(our ongoing series about life with CFS)
Yes, it's Wednesday. I just realized that I completely forgot about CFS Tuesday. Let's talk about why, because it is an interesting look at life with CFS.
My brother is on the staff of Virginia Tech. Thankfully, he was not injured in the shootings on Monday. Thankfully, he has a cell phone so my parents and I were able to speak to him very soon after the shootings. However, I spent most of Monday glued to the television. Even though my brother is ok, I am still very upset by these shootings. I am spending a lot time thinking about the VT community. The campus is beautiful, and it is hard to imagine what it is like now.
So Monday was a high stress day. And CFS and stress do not mix. Stress is a guaranteed path to exacerbation of all symptoms. By Monday evening, I was physically and emotionally exhausted. My pain escalated; my sore throat resurfaced. An upper respiratory virus that I thought I had recovered from came back with a vengeance.

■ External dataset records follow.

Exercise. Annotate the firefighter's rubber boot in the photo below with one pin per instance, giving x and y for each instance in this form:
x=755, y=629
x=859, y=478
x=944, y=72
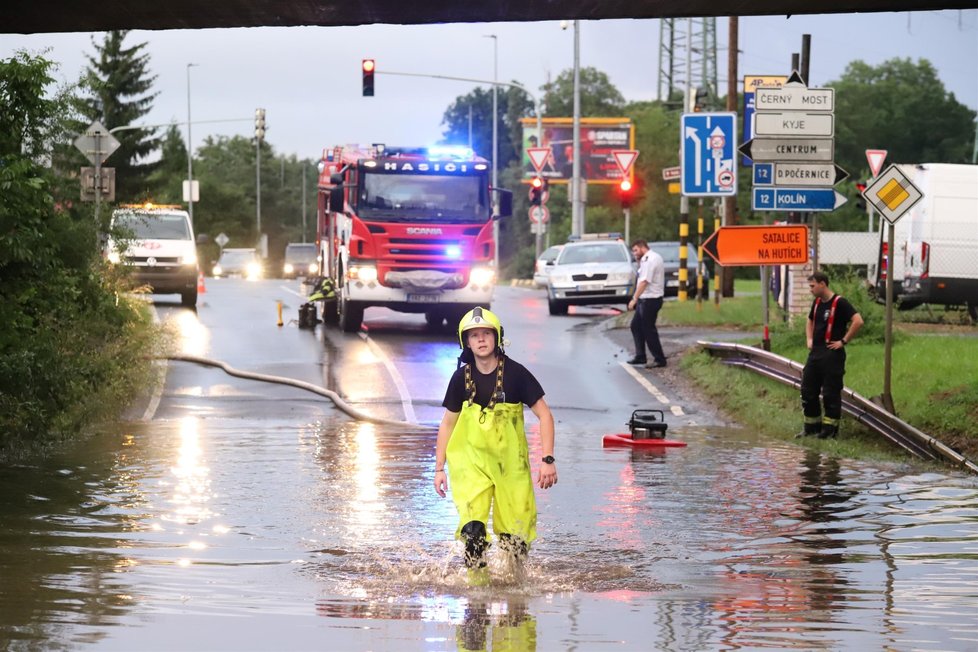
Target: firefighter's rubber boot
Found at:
x=514, y=547
x=474, y=535
x=812, y=428
x=829, y=430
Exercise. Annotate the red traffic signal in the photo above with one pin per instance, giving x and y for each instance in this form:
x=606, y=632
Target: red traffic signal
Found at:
x=625, y=192
x=368, y=77
x=538, y=191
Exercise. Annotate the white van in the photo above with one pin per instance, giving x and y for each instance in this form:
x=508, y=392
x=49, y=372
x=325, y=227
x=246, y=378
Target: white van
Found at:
x=941, y=253
x=158, y=244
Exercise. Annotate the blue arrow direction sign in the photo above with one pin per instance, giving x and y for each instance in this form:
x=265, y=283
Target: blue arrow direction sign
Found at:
x=709, y=142
x=796, y=199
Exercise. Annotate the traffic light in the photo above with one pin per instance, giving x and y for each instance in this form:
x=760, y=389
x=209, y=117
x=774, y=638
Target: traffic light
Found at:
x=260, y=124
x=537, y=187
x=625, y=193
x=368, y=77
x=860, y=199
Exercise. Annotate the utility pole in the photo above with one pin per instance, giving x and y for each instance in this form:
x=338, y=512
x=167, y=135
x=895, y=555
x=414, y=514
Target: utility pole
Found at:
x=577, y=206
x=190, y=153
x=688, y=107
x=259, y=137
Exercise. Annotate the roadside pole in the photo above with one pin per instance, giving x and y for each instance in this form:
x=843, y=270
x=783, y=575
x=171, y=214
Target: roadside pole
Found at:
x=892, y=194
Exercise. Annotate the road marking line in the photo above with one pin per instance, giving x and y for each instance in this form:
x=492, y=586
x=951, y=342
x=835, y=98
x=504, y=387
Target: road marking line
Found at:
x=402, y=389
x=160, y=381
x=651, y=389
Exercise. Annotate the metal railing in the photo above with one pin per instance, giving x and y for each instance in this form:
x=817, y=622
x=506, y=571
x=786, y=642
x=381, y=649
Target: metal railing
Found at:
x=863, y=410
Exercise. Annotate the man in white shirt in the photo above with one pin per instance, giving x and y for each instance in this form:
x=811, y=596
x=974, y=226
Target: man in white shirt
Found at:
x=647, y=301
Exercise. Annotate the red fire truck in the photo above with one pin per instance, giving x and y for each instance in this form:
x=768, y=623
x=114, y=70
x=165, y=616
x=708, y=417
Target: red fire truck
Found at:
x=407, y=229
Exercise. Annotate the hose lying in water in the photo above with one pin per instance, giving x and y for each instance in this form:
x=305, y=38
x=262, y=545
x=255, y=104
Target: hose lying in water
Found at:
x=309, y=387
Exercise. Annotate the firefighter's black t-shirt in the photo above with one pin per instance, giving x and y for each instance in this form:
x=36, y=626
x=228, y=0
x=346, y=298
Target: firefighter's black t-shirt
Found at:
x=844, y=312
x=519, y=386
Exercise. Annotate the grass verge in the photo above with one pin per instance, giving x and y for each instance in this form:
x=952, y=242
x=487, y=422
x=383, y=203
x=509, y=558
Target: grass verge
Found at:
x=934, y=380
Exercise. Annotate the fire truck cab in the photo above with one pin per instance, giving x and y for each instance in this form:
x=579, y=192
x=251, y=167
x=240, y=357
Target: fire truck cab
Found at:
x=407, y=229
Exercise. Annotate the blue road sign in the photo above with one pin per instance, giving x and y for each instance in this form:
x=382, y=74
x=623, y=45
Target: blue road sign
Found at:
x=764, y=174
x=796, y=199
x=709, y=150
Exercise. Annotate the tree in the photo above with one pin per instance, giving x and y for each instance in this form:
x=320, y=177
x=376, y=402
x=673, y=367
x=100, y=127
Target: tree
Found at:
x=512, y=104
x=117, y=83
x=599, y=97
x=903, y=107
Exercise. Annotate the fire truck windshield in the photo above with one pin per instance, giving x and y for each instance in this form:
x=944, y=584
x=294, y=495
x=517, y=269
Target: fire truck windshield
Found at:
x=421, y=197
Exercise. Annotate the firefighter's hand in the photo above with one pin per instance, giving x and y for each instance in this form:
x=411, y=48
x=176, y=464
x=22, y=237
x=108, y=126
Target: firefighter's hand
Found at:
x=441, y=483
x=547, y=477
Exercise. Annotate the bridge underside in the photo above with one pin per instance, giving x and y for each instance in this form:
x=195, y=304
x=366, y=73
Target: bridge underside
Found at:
x=26, y=16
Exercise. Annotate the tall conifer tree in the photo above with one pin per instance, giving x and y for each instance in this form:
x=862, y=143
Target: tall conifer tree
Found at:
x=117, y=83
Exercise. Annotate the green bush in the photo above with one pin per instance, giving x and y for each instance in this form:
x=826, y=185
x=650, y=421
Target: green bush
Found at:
x=71, y=347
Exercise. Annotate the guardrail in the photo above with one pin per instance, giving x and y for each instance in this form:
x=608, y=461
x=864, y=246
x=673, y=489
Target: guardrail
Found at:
x=860, y=408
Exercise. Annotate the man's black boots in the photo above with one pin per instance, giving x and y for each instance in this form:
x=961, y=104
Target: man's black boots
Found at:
x=811, y=429
x=474, y=535
x=829, y=431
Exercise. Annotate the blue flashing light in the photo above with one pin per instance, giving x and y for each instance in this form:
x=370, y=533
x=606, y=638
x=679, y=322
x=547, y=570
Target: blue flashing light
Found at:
x=451, y=151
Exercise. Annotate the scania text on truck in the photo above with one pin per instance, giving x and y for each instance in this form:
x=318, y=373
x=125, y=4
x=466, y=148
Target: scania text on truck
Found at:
x=407, y=229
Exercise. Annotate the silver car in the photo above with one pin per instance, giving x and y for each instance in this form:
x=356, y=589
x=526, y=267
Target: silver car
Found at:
x=589, y=272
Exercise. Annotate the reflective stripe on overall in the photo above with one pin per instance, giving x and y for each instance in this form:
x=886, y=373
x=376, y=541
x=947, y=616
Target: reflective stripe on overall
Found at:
x=489, y=467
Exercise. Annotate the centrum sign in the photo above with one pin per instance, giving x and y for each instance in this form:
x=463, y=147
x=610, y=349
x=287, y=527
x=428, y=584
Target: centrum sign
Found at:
x=759, y=245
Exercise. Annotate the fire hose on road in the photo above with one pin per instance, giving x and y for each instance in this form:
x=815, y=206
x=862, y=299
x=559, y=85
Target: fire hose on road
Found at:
x=309, y=387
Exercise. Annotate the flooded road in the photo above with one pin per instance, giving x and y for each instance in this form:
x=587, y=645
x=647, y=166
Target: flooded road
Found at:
x=250, y=517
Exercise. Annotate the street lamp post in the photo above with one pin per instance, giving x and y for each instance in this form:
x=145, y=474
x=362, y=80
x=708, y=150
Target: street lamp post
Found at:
x=495, y=138
x=190, y=152
x=577, y=205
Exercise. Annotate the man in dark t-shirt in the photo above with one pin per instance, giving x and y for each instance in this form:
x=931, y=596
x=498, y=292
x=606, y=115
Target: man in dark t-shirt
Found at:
x=832, y=323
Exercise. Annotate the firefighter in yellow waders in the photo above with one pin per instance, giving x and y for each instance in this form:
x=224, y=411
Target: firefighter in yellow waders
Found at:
x=482, y=440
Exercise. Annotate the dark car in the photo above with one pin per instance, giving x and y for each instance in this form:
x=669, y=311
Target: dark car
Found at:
x=669, y=251
x=300, y=260
x=238, y=262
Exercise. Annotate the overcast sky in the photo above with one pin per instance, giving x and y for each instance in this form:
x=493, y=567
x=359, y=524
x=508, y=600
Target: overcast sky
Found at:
x=308, y=78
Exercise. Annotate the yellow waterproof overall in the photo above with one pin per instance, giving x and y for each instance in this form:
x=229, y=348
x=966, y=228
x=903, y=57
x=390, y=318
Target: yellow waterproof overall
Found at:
x=488, y=462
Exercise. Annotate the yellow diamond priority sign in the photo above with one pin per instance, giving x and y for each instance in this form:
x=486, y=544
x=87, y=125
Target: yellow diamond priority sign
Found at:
x=892, y=194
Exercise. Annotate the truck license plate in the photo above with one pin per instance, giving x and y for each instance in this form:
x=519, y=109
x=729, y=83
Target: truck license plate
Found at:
x=423, y=298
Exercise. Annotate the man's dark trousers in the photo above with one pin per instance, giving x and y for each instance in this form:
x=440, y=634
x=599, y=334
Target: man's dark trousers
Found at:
x=644, y=330
x=823, y=374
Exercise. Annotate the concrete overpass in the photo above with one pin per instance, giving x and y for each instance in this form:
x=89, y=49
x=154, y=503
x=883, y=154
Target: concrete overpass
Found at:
x=36, y=16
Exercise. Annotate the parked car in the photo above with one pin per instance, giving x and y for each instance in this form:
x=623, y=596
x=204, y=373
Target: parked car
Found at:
x=544, y=265
x=591, y=271
x=239, y=262
x=669, y=251
x=157, y=244
x=300, y=260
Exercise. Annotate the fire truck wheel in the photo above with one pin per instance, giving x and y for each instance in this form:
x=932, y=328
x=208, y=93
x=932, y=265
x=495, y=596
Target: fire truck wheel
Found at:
x=434, y=318
x=331, y=315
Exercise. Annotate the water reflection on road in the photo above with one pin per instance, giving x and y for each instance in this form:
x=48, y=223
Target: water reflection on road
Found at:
x=209, y=534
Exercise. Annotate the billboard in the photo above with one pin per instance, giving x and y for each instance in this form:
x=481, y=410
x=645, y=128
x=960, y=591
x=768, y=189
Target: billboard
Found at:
x=599, y=138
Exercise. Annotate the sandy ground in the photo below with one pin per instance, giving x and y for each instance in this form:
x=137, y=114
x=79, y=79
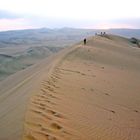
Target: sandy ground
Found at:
x=89, y=92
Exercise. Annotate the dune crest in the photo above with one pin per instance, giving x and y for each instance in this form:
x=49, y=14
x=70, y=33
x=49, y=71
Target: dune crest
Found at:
x=92, y=92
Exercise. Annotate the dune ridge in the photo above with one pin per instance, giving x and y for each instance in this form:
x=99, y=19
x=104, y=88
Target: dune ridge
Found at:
x=91, y=93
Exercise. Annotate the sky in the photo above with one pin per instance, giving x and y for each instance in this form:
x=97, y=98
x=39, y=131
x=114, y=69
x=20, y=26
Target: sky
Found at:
x=93, y=14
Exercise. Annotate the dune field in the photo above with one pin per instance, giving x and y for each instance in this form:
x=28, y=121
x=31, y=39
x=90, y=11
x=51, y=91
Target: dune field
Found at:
x=85, y=92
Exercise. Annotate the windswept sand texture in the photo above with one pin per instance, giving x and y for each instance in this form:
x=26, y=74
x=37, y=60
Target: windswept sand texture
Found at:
x=91, y=93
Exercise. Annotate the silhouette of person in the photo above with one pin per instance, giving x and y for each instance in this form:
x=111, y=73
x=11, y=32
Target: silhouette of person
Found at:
x=85, y=41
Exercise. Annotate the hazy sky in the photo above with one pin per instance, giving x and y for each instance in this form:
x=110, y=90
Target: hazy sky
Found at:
x=24, y=14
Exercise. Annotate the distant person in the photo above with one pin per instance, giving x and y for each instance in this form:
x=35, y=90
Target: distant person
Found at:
x=85, y=41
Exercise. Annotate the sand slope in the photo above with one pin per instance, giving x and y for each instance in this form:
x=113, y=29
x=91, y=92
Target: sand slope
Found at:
x=92, y=92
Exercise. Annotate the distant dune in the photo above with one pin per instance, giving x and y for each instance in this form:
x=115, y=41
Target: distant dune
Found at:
x=85, y=92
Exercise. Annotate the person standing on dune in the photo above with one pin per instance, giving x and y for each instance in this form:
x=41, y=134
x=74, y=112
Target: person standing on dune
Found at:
x=85, y=41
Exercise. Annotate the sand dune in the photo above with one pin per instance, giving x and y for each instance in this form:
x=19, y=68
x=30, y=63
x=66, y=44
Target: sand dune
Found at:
x=87, y=92
x=92, y=93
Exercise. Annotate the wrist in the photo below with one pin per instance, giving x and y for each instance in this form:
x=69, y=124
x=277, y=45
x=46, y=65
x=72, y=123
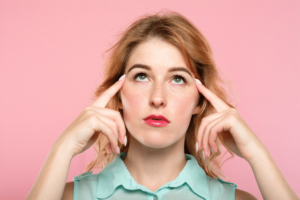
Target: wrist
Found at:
x=62, y=149
x=261, y=154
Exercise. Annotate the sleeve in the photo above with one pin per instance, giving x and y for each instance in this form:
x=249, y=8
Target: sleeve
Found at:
x=77, y=189
x=230, y=187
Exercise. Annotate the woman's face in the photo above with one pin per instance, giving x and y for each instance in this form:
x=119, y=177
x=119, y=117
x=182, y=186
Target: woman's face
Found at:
x=158, y=92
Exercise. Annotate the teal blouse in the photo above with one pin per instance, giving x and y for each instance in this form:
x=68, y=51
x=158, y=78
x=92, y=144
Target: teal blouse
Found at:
x=115, y=182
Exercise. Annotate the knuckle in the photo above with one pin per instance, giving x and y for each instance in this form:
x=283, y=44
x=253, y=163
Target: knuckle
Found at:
x=87, y=108
x=231, y=117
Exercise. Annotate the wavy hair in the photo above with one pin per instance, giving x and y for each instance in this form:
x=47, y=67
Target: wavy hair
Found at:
x=176, y=29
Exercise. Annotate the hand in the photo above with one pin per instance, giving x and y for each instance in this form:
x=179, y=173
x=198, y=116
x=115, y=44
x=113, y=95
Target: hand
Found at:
x=95, y=118
x=236, y=134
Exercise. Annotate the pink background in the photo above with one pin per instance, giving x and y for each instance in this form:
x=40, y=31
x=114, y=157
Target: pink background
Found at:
x=50, y=58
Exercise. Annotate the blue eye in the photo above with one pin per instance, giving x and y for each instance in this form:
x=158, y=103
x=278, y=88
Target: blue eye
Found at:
x=176, y=77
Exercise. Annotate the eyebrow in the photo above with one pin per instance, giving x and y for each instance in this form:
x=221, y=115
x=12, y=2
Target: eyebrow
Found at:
x=149, y=68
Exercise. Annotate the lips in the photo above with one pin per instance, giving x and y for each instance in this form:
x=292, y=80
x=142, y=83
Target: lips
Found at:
x=158, y=118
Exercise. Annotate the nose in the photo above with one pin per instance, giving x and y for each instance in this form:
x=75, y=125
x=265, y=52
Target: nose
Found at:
x=157, y=98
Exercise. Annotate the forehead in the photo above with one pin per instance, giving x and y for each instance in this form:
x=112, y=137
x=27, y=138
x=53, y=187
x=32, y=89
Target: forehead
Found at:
x=156, y=54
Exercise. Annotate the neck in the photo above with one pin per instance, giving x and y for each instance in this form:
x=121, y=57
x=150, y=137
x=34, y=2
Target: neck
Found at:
x=154, y=167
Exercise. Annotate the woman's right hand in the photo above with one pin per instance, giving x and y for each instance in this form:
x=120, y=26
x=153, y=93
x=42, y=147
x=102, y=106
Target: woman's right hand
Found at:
x=82, y=133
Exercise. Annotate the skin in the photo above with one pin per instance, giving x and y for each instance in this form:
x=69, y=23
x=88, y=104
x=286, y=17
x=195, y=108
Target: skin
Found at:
x=156, y=155
x=150, y=158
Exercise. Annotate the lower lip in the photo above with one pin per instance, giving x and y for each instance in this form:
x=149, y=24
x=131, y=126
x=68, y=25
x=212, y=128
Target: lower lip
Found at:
x=156, y=123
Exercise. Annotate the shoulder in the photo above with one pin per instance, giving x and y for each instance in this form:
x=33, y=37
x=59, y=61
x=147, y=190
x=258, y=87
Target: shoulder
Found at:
x=68, y=191
x=243, y=195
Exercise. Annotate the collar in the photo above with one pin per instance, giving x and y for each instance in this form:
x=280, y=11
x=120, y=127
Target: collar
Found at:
x=116, y=173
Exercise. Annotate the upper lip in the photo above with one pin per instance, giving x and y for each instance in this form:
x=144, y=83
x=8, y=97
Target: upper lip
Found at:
x=157, y=117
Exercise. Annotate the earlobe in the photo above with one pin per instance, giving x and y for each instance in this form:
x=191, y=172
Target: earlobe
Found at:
x=197, y=109
x=120, y=105
x=120, y=101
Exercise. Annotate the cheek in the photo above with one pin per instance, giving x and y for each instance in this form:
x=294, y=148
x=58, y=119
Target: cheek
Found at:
x=183, y=105
x=132, y=101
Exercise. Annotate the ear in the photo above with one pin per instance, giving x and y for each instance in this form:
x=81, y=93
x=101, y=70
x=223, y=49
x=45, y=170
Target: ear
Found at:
x=197, y=109
x=120, y=101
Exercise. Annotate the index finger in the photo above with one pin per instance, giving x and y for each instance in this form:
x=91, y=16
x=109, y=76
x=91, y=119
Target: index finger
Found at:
x=217, y=103
x=109, y=93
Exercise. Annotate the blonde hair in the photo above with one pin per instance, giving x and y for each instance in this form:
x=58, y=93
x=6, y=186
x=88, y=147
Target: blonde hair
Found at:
x=179, y=31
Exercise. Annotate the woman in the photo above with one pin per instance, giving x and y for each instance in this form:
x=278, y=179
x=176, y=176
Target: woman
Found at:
x=159, y=129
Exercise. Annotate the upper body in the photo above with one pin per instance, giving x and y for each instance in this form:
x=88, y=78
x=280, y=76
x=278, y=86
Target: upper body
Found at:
x=115, y=182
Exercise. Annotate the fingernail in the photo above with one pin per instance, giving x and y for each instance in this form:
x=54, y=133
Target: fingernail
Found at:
x=198, y=81
x=212, y=151
x=125, y=142
x=122, y=77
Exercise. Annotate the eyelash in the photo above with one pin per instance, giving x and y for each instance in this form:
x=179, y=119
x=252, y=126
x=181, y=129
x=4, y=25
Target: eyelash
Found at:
x=177, y=75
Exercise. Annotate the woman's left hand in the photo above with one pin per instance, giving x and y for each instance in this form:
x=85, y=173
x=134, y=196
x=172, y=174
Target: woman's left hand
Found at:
x=227, y=122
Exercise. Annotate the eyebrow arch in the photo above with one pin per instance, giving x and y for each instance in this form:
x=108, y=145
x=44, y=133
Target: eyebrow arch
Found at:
x=148, y=68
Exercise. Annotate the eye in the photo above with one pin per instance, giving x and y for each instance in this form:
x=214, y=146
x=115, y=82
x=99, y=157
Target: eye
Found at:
x=140, y=75
x=177, y=78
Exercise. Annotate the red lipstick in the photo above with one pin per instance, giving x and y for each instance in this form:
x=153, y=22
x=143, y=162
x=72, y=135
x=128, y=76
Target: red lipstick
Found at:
x=157, y=121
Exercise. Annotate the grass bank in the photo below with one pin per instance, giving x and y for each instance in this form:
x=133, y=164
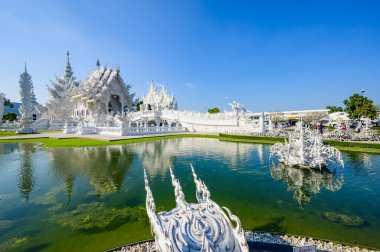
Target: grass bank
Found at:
x=85, y=142
x=344, y=146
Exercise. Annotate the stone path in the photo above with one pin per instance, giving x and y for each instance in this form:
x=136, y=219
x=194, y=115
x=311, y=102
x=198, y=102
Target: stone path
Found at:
x=58, y=135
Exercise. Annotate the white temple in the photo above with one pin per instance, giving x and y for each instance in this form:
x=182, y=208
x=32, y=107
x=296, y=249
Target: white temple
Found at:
x=104, y=104
x=154, y=100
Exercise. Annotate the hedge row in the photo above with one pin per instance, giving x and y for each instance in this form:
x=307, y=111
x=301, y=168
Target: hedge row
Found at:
x=272, y=139
x=352, y=144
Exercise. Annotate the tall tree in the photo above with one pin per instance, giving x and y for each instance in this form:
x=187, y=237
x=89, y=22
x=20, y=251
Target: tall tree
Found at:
x=358, y=106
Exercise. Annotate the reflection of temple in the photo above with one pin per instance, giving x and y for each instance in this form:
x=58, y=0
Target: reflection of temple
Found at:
x=26, y=178
x=104, y=167
x=306, y=183
x=103, y=92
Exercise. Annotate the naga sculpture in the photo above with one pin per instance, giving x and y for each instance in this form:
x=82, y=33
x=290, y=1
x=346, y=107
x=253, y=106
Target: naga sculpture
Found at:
x=194, y=227
x=305, y=148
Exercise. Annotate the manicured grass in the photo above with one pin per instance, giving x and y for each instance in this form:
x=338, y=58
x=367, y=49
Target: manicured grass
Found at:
x=7, y=133
x=84, y=142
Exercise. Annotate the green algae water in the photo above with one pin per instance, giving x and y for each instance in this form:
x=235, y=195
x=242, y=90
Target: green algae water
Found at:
x=93, y=199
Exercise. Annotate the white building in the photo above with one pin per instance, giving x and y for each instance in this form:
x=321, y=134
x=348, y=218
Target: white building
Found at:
x=155, y=100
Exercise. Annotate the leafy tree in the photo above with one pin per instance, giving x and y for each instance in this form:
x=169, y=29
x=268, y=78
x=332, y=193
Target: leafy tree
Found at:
x=9, y=116
x=214, y=110
x=358, y=106
x=334, y=109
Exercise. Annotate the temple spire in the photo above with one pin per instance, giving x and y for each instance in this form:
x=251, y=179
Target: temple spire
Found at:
x=68, y=71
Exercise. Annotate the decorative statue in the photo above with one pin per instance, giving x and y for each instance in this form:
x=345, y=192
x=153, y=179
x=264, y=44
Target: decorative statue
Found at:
x=305, y=148
x=194, y=227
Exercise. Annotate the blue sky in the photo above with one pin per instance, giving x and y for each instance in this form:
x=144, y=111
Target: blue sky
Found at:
x=268, y=55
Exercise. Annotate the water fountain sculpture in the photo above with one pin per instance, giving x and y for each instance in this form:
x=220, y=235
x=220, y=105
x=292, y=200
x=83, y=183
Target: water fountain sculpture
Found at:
x=305, y=148
x=194, y=227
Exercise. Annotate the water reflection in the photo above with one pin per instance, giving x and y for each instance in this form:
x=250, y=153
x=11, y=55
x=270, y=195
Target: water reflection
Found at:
x=306, y=183
x=361, y=163
x=104, y=167
x=26, y=178
x=158, y=155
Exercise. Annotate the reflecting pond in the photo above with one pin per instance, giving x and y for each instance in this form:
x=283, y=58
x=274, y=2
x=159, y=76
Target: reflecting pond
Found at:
x=92, y=199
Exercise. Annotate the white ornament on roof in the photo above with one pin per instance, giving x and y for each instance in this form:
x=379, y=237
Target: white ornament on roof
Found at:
x=155, y=101
x=194, y=227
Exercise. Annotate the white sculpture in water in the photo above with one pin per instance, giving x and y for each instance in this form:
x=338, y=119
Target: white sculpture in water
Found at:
x=194, y=227
x=305, y=148
x=27, y=100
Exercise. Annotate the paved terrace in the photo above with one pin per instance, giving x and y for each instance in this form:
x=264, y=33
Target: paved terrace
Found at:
x=59, y=135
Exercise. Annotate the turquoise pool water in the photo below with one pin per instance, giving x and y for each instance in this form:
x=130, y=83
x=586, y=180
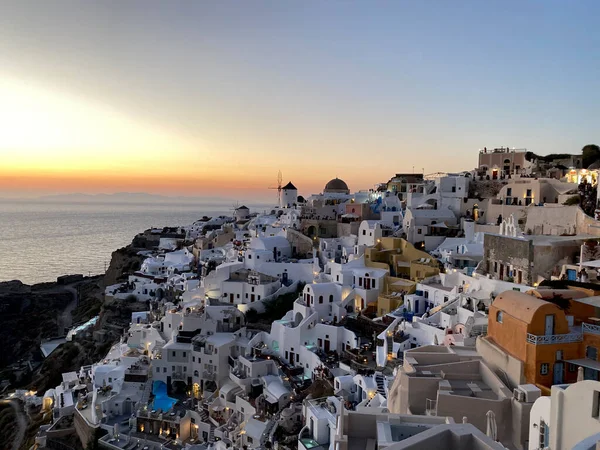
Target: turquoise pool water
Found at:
x=161, y=400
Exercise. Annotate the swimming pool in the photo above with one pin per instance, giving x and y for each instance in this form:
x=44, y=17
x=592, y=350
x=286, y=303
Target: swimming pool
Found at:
x=161, y=400
x=309, y=443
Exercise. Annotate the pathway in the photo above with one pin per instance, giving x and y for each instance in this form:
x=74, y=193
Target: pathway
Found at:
x=22, y=422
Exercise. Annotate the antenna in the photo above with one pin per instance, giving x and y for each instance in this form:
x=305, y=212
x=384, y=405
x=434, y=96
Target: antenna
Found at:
x=235, y=206
x=278, y=187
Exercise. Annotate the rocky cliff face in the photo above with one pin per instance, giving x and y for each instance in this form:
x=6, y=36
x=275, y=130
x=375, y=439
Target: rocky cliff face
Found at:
x=28, y=314
x=123, y=262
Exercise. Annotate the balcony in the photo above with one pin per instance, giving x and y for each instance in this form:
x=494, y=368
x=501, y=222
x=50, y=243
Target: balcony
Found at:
x=567, y=338
x=180, y=376
x=589, y=328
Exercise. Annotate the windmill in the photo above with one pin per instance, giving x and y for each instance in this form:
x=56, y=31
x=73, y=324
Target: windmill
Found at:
x=278, y=187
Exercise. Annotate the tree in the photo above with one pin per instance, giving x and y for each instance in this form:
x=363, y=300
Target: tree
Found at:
x=590, y=154
x=251, y=315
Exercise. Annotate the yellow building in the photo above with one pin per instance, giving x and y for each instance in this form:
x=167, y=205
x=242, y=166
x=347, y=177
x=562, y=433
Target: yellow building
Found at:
x=407, y=266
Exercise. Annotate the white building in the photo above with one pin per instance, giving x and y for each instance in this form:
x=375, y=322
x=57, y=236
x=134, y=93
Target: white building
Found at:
x=569, y=418
x=289, y=195
x=371, y=231
x=244, y=287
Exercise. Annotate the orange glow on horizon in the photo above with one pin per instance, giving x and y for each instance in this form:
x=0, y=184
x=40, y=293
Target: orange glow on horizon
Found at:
x=57, y=142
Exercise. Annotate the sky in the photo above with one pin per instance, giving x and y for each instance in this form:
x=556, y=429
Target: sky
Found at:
x=204, y=98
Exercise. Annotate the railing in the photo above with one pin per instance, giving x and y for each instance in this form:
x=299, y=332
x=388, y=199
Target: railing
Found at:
x=178, y=376
x=554, y=338
x=589, y=328
x=430, y=407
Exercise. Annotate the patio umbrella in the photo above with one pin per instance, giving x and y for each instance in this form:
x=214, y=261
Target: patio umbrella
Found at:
x=492, y=428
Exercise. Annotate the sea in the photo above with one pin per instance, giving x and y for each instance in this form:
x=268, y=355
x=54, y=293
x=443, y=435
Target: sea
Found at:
x=40, y=241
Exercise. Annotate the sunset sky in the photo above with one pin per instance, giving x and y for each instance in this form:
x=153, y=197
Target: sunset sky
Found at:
x=203, y=98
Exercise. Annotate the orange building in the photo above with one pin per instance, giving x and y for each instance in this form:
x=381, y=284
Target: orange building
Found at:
x=549, y=342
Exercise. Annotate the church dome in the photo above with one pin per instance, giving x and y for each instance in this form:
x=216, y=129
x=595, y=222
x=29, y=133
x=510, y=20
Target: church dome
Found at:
x=595, y=165
x=337, y=186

Tuesday passed in a blur. I spent the day in bed, only coming downstairs for dinner and a little television. I slept a fair amount, and my throat has become very painful. My tonsils are red and swollen, and my congestion has increased. I'm hitting it with all the OTC drugs I can, and monitoring my temperature for any sign of fever.
Now on Wednesday morning, I'm wondering what happened to the week. I forgot about CFS Tuesday, and maybe half a dozen other things. I lost last week to the respiratory virus, and now I've lost a few more days. This week illustrates one of the challenges of life with CFS. A deviation from the norm, and unexpected stress, has consequences for days afterwards. I can't work a little harder to catch up. I still only get two hours or less a day of functionality. Navigating the uneven waters of life is tricky when it is so difficult to keep yourself on even keel.